Он с колен не слетал хозяйки милой.
Для нее лишь одной чирикал сладко.
То туда, то сюда порхал, играя.
А теперь он идет тропой туманной
В край ужасный, откуда нет возврата.
Именно эти стихи послужили основой для Скельтоновой «Книги воробышка Фила», хотя он подключил в свою поэму и совсем иные традиции – в частности, традицию шутовской (карнавальной) панихиды. А уж от «Воробышка Фила», как нетрудно убедиться, отталкивался поэт XVII века Марвелл в своей антологической «Жалобе нимфы на смерть ее олененка». Так что влияние Скельтона ощущалось и через сто лет после его смерти.
Можно сказать, что Скельтон – первый английский поэт нового времени, то есть первый поэт, которого можно читать без словаря. Это – занятное и полезное чтение. Скельтон ввел в английскую поэзию огромное количество свежих, не бывших в употреблении слов. В частности, в «Книге воробышка Фила» он называет по именам восемьдесят (!) видов английских птиц, собравшихся на похороны. Он отлично владеет сочной народной речью. Например, описывая хозяйку питейного заведения Элинор Румминг (изобретательницу той самой «бражки»), Скельтон замечает, что ее лицо было «как ухо жареного порося, утыканное щетиной». Он умеет смешивать простонародную речь с ученой и библейской терминологией. Он даже смешивает разные языки, переходя на макаронический стиль письма. В особенности он отыгрывает этот прием в своей «постмодернистской» поэме «Попка, скажи!» (Speak, Parrot), в которой попугай-полиглот, нафаршированный ученостью, разглагольствует без умолку и несет всякую околесицу. Основываясь на этой вещи, Скельтона вполне можно считать если не отцом английской поэзии нонсенса, то (во всяком случае) ее славным прадедом.
Чтобы лучше оценить роль Скельтона, полезно взглянуть на его творчество в исторической перспективе. На протяжении почти всего пятнадцатого века английская поэзия пребывала в столь длительном и тяжелом застое, что, казалось, истощилась сама почва поэзии – ее язык. Как пишет один из критиков, после смерти Чосера Гауэр продолжать писать «в духе Чосера, но похуже». После смерти Гауэра Лидгейт и Хоклив продолжали писать «так же, но еще похуже». Под конец века явился Стивен Хоз, который подхватил эстафету и продолжил писать в прежнем духе, но «даже еще хуже, чем Гауэр, Лидгейт и Хоклив». Ясно, что английская поэзия к началу тюдоровской эпохи представляла, по сравнению с Чосером, седьмую воду на киселе. Нужно было заново вскопать почву языка, перевернуть ее свежими пластами кверху. Именно эту работу и выполнил Скельтон. А то, что соха с виду корява, так другой соха и не бывает.

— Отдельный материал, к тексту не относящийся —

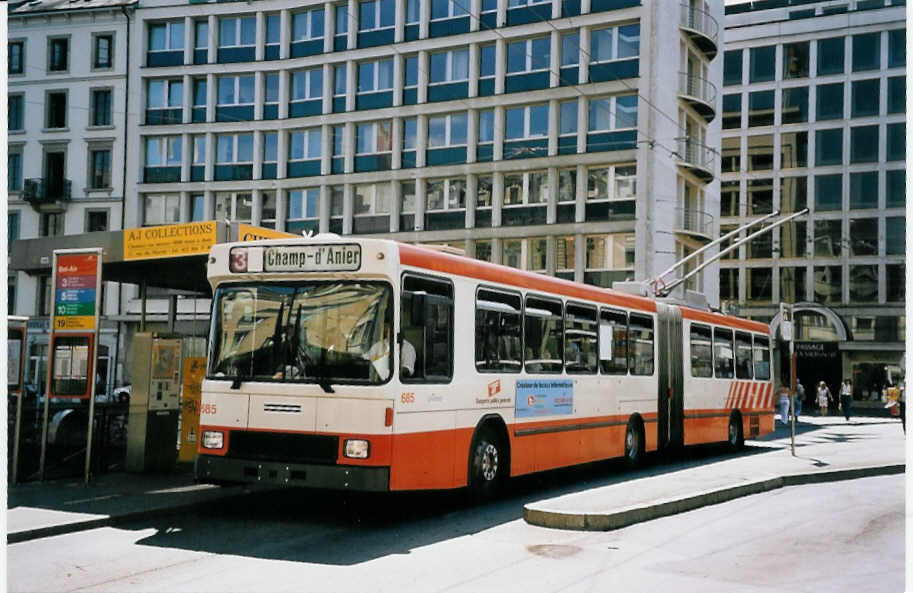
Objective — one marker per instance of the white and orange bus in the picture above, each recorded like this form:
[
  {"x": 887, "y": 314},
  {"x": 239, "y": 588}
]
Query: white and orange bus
[{"x": 367, "y": 364}]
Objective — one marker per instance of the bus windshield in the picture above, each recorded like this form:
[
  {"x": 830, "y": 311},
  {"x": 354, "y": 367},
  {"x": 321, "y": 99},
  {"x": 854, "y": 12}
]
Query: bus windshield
[{"x": 307, "y": 332}]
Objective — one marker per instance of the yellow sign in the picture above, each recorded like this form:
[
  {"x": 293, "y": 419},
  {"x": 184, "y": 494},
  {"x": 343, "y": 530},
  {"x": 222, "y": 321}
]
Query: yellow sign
[
  {"x": 248, "y": 232},
  {"x": 174, "y": 240},
  {"x": 194, "y": 369},
  {"x": 75, "y": 322}
]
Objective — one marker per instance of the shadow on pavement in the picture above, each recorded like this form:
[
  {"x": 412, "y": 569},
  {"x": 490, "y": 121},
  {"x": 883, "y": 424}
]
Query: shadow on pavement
[{"x": 349, "y": 528}]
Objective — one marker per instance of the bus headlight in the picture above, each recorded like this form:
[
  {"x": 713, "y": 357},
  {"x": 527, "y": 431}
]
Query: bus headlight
[
  {"x": 212, "y": 439},
  {"x": 357, "y": 448}
]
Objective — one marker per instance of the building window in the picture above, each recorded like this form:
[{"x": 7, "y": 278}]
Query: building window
[
  {"x": 101, "y": 107},
  {"x": 303, "y": 204},
  {"x": 829, "y": 147},
  {"x": 307, "y": 26},
  {"x": 163, "y": 151},
  {"x": 793, "y": 194},
  {"x": 794, "y": 108},
  {"x": 15, "y": 112},
  {"x": 14, "y": 171},
  {"x": 617, "y": 182},
  {"x": 16, "y": 57},
  {"x": 865, "y": 97},
  {"x": 611, "y": 113},
  {"x": 897, "y": 48},
  {"x": 863, "y": 236},
  {"x": 449, "y": 66},
  {"x": 828, "y": 192},
  {"x": 894, "y": 235},
  {"x": 375, "y": 76},
  {"x": 305, "y": 145},
  {"x": 373, "y": 138},
  {"x": 864, "y": 144},
  {"x": 446, "y": 9},
  {"x": 526, "y": 188},
  {"x": 528, "y": 55},
  {"x": 896, "y": 149},
  {"x": 59, "y": 54},
  {"x": 376, "y": 14},
  {"x": 762, "y": 63},
  {"x": 96, "y": 220},
  {"x": 831, "y": 56},
  {"x": 100, "y": 169},
  {"x": 447, "y": 130},
  {"x": 830, "y": 101},
  {"x": 795, "y": 60},
  {"x": 793, "y": 150},
  {"x": 760, "y": 108},
  {"x": 237, "y": 31},
  {"x": 732, "y": 67},
  {"x": 102, "y": 56},
  {"x": 864, "y": 190},
  {"x": 57, "y": 110},
  {"x": 867, "y": 51},
  {"x": 828, "y": 238},
  {"x": 166, "y": 36}
]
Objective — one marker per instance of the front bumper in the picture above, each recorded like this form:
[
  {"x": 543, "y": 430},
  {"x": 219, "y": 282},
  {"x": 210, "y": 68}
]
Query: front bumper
[{"x": 210, "y": 468}]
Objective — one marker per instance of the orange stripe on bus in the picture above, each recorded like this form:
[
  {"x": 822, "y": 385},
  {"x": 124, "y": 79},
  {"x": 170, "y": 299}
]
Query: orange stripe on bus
[
  {"x": 420, "y": 257},
  {"x": 724, "y": 320}
]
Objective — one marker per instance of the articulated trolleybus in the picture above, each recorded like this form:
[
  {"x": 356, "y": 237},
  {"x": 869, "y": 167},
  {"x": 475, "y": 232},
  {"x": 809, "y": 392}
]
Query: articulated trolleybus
[{"x": 367, "y": 364}]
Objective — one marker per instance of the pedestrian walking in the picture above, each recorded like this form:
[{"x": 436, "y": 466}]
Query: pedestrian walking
[
  {"x": 783, "y": 403},
  {"x": 846, "y": 398},
  {"x": 800, "y": 396},
  {"x": 824, "y": 397}
]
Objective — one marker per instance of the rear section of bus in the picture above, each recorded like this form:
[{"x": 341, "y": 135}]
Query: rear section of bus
[{"x": 298, "y": 385}]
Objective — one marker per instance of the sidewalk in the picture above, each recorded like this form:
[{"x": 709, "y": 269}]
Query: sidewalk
[
  {"x": 827, "y": 449},
  {"x": 42, "y": 509}
]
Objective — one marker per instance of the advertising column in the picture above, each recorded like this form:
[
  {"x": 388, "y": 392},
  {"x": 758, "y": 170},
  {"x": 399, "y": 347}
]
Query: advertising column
[{"x": 76, "y": 278}]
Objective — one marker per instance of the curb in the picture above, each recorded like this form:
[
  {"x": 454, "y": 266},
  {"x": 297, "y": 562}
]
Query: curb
[
  {"x": 127, "y": 517},
  {"x": 638, "y": 514}
]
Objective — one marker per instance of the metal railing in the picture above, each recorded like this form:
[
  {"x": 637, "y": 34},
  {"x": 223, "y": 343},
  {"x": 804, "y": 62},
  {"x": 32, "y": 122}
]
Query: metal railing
[
  {"x": 700, "y": 21},
  {"x": 693, "y": 220},
  {"x": 695, "y": 154},
  {"x": 46, "y": 190},
  {"x": 698, "y": 87}
]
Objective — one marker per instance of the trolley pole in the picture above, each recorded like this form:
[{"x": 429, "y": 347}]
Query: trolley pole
[{"x": 786, "y": 331}]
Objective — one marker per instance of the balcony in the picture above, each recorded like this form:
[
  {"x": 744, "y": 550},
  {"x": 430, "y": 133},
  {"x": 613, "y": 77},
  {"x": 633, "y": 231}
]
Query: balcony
[
  {"x": 701, "y": 28},
  {"x": 699, "y": 93},
  {"x": 693, "y": 222},
  {"x": 696, "y": 158},
  {"x": 47, "y": 194}
]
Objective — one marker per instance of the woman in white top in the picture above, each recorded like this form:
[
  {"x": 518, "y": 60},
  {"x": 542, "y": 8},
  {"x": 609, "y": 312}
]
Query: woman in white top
[{"x": 823, "y": 398}]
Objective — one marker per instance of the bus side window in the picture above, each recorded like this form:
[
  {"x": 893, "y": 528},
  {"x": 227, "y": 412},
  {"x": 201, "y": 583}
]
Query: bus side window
[
  {"x": 722, "y": 353},
  {"x": 743, "y": 356},
  {"x": 761, "y": 358},
  {"x": 701, "y": 351},
  {"x": 426, "y": 331},
  {"x": 543, "y": 335},
  {"x": 640, "y": 343},
  {"x": 498, "y": 332},
  {"x": 613, "y": 342},
  {"x": 580, "y": 339}
]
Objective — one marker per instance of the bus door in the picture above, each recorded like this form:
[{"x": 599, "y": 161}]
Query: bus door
[{"x": 670, "y": 379}]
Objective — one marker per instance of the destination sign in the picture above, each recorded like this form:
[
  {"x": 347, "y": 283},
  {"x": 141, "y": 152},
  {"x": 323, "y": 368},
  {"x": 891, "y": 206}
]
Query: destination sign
[{"x": 312, "y": 258}]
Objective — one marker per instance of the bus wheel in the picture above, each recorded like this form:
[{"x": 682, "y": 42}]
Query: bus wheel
[
  {"x": 486, "y": 466},
  {"x": 634, "y": 443},
  {"x": 736, "y": 439}
]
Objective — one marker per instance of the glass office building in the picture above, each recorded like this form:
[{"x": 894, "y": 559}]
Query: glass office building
[{"x": 813, "y": 104}]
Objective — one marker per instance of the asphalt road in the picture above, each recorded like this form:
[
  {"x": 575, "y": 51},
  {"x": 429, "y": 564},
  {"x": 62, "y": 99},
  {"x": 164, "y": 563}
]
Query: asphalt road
[{"x": 840, "y": 536}]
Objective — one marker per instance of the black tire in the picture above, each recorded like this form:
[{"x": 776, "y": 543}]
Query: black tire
[
  {"x": 487, "y": 465},
  {"x": 634, "y": 443},
  {"x": 735, "y": 438}
]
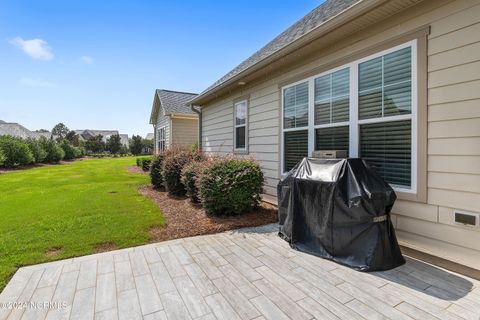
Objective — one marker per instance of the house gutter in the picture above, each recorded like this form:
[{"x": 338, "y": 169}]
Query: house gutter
[
  {"x": 327, "y": 26},
  {"x": 199, "y": 112}
]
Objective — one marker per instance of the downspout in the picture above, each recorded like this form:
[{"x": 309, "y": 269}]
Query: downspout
[{"x": 199, "y": 112}]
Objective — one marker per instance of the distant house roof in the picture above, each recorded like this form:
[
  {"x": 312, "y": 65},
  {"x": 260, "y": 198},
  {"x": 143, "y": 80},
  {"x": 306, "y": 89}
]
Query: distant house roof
[
  {"x": 17, "y": 130},
  {"x": 171, "y": 102},
  {"x": 311, "y": 21},
  {"x": 124, "y": 139},
  {"x": 149, "y": 136},
  {"x": 88, "y": 133}
]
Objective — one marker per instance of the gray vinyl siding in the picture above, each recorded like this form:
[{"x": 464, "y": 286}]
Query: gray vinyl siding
[
  {"x": 453, "y": 155},
  {"x": 263, "y": 127}
]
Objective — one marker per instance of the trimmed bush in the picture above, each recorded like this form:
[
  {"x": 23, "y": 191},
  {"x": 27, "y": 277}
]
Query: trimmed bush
[
  {"x": 146, "y": 164},
  {"x": 231, "y": 186},
  {"x": 16, "y": 152},
  {"x": 39, "y": 154},
  {"x": 54, "y": 152},
  {"x": 2, "y": 157},
  {"x": 156, "y": 170},
  {"x": 190, "y": 175},
  {"x": 173, "y": 164},
  {"x": 69, "y": 150},
  {"x": 140, "y": 161}
]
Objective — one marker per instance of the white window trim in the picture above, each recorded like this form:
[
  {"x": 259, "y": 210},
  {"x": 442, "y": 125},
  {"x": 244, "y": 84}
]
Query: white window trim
[
  {"x": 235, "y": 126},
  {"x": 354, "y": 123},
  {"x": 164, "y": 139}
]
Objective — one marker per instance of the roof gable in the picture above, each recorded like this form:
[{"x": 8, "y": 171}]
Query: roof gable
[
  {"x": 171, "y": 102},
  {"x": 309, "y": 22}
]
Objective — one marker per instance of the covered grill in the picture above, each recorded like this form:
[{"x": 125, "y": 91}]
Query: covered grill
[{"x": 339, "y": 209}]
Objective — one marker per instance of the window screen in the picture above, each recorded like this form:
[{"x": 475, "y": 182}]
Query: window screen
[
  {"x": 295, "y": 148},
  {"x": 334, "y": 138},
  {"x": 387, "y": 147},
  {"x": 332, "y": 97},
  {"x": 385, "y": 85},
  {"x": 295, "y": 106}
]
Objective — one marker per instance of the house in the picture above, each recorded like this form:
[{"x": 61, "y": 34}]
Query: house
[
  {"x": 19, "y": 131},
  {"x": 86, "y": 134},
  {"x": 149, "y": 136},
  {"x": 396, "y": 82},
  {"x": 174, "y": 122}
]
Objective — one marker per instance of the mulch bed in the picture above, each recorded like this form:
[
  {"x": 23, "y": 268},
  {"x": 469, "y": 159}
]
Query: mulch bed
[{"x": 185, "y": 219}]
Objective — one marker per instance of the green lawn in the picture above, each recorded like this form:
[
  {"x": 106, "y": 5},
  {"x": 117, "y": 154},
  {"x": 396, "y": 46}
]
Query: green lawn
[{"x": 75, "y": 206}]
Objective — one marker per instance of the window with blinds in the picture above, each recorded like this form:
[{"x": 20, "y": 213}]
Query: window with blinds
[
  {"x": 385, "y": 85},
  {"x": 295, "y": 148},
  {"x": 295, "y": 106},
  {"x": 380, "y": 97},
  {"x": 332, "y": 97},
  {"x": 240, "y": 125},
  {"x": 333, "y": 138},
  {"x": 387, "y": 147}
]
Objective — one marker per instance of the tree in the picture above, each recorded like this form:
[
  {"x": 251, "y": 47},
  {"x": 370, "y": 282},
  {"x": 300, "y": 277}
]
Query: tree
[
  {"x": 73, "y": 138},
  {"x": 95, "y": 144},
  {"x": 136, "y": 145},
  {"x": 60, "y": 130},
  {"x": 114, "y": 144}
]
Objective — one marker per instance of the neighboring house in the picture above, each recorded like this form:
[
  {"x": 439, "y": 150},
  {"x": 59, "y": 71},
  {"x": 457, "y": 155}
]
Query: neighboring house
[
  {"x": 149, "y": 136},
  {"x": 86, "y": 134},
  {"x": 19, "y": 131},
  {"x": 396, "y": 82},
  {"x": 174, "y": 122}
]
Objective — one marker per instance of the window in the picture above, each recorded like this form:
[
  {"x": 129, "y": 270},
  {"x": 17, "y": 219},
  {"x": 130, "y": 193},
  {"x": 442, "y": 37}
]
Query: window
[
  {"x": 295, "y": 122},
  {"x": 240, "y": 125},
  {"x": 161, "y": 139},
  {"x": 367, "y": 107}
]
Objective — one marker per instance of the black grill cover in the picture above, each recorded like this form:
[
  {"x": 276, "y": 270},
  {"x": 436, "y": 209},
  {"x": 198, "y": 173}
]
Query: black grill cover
[{"x": 339, "y": 209}]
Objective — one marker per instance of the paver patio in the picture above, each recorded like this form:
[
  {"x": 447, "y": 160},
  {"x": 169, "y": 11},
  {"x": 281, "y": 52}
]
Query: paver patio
[{"x": 246, "y": 274}]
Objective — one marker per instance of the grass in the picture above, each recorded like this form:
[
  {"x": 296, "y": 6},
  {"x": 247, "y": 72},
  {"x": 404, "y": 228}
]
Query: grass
[{"x": 70, "y": 210}]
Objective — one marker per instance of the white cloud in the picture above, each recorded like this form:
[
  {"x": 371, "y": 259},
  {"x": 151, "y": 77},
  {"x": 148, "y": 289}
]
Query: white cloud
[
  {"x": 35, "y": 48},
  {"x": 37, "y": 83},
  {"x": 86, "y": 59}
]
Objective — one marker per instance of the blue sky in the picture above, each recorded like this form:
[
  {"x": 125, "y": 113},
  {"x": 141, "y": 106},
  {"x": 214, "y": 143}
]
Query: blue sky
[{"x": 95, "y": 64}]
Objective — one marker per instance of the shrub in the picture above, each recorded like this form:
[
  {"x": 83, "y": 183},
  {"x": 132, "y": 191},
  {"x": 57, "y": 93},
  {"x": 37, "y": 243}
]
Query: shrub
[
  {"x": 16, "y": 151},
  {"x": 54, "y": 152},
  {"x": 231, "y": 186},
  {"x": 156, "y": 170},
  {"x": 146, "y": 164},
  {"x": 69, "y": 150},
  {"x": 39, "y": 154},
  {"x": 190, "y": 175},
  {"x": 79, "y": 152},
  {"x": 2, "y": 157},
  {"x": 173, "y": 163}
]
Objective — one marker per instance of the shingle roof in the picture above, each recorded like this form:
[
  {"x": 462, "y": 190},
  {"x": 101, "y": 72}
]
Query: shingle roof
[
  {"x": 17, "y": 130},
  {"x": 174, "y": 101},
  {"x": 312, "y": 20}
]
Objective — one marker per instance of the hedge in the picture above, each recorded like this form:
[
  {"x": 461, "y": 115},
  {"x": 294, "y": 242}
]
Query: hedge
[
  {"x": 16, "y": 152},
  {"x": 231, "y": 186},
  {"x": 69, "y": 150},
  {"x": 2, "y": 157},
  {"x": 38, "y": 152},
  {"x": 173, "y": 163},
  {"x": 54, "y": 152}
]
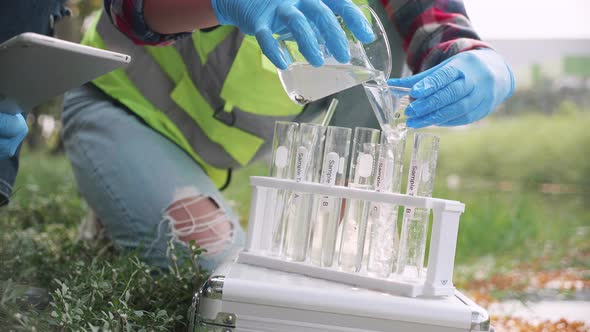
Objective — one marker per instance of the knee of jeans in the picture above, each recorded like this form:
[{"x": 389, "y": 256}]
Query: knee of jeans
[{"x": 200, "y": 218}]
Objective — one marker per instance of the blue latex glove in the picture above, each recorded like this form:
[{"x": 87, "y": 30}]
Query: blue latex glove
[
  {"x": 13, "y": 128},
  {"x": 263, "y": 18},
  {"x": 458, "y": 91}
]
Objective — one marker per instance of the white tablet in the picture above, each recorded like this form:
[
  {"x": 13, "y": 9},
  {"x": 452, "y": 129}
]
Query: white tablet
[{"x": 35, "y": 68}]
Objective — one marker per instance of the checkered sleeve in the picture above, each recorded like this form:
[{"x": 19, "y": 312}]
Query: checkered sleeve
[
  {"x": 127, "y": 16},
  {"x": 432, "y": 30}
]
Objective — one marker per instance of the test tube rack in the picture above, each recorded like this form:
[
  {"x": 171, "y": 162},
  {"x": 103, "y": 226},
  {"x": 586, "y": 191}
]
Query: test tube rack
[{"x": 441, "y": 252}]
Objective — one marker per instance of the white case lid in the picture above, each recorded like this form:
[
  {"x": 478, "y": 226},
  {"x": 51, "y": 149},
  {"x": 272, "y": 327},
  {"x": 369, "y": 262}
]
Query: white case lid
[{"x": 254, "y": 285}]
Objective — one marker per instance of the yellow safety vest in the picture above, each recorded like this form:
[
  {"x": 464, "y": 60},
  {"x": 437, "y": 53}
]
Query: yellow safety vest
[{"x": 215, "y": 95}]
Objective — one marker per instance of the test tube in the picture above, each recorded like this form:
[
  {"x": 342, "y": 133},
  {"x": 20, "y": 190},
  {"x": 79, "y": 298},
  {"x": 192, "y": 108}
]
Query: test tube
[
  {"x": 364, "y": 153},
  {"x": 300, "y": 205},
  {"x": 280, "y": 167},
  {"x": 383, "y": 234},
  {"x": 327, "y": 212},
  {"x": 410, "y": 263},
  {"x": 389, "y": 104}
]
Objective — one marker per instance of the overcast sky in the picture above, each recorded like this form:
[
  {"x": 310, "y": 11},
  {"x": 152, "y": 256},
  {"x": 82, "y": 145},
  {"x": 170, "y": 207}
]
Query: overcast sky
[{"x": 530, "y": 19}]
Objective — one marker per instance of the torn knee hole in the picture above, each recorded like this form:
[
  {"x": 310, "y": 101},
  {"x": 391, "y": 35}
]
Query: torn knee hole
[{"x": 200, "y": 219}]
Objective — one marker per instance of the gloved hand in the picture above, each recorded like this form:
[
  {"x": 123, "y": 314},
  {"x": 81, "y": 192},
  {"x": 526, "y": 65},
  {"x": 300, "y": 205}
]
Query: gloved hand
[
  {"x": 460, "y": 90},
  {"x": 263, "y": 18},
  {"x": 13, "y": 128}
]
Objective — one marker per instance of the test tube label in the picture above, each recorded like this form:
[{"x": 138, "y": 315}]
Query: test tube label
[
  {"x": 301, "y": 163},
  {"x": 341, "y": 165},
  {"x": 413, "y": 181},
  {"x": 383, "y": 181},
  {"x": 281, "y": 157},
  {"x": 365, "y": 165},
  {"x": 329, "y": 175},
  {"x": 384, "y": 174}
]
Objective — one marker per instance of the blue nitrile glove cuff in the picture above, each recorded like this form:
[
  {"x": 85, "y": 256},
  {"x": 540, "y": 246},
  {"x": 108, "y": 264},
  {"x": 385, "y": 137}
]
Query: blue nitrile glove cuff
[
  {"x": 263, "y": 18},
  {"x": 460, "y": 90}
]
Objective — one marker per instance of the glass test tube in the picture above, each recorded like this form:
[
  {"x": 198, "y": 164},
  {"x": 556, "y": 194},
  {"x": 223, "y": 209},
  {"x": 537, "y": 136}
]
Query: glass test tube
[
  {"x": 364, "y": 153},
  {"x": 383, "y": 234},
  {"x": 280, "y": 167},
  {"x": 327, "y": 212},
  {"x": 415, "y": 220},
  {"x": 389, "y": 104},
  {"x": 300, "y": 205}
]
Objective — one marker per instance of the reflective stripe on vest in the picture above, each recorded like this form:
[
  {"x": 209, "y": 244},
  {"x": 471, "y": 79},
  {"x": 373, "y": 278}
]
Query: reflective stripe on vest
[{"x": 205, "y": 86}]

Наверное, ни один писатель в английской литературе не собрал столько живописных эпитетов и кличек, как этот ныне редко читаемый, «эпизодический» поэт, стоящий на грани между двумя эпохами – средневековьем и ренессансом.
Генрих VIII называл его «моим адским викарием», обыгрывая его должность приходского священника в Диссе (Dis по-латыни значит Ад).
Ричард Путтенхем в «Искусстве английской поэзии» (1589) заклеймил его «грубым и ругливым рифмачом, сочинителем нелепостей», Фрэнсис Мерес в «Сокровищнице ума» (1598) – просто «буффоном».
Джон Мильтон назвал его «одним из худших людей, что умело и усердно впрыскивают свой яд в окружение правителей, знакомя их с отборными описаниями и критиками пороков».
Классицист Александр Поуп кратко припечатал его «скотским Скельтоном» („beastly Skelton“).
Некоторые критики договорились до того, что якобы «развращающее воздействие этого сквернослова и грязного негодяя легло в основание всех будущих преступлений его царственного ученика» (Агнесса Стрикленд, 1842[1]).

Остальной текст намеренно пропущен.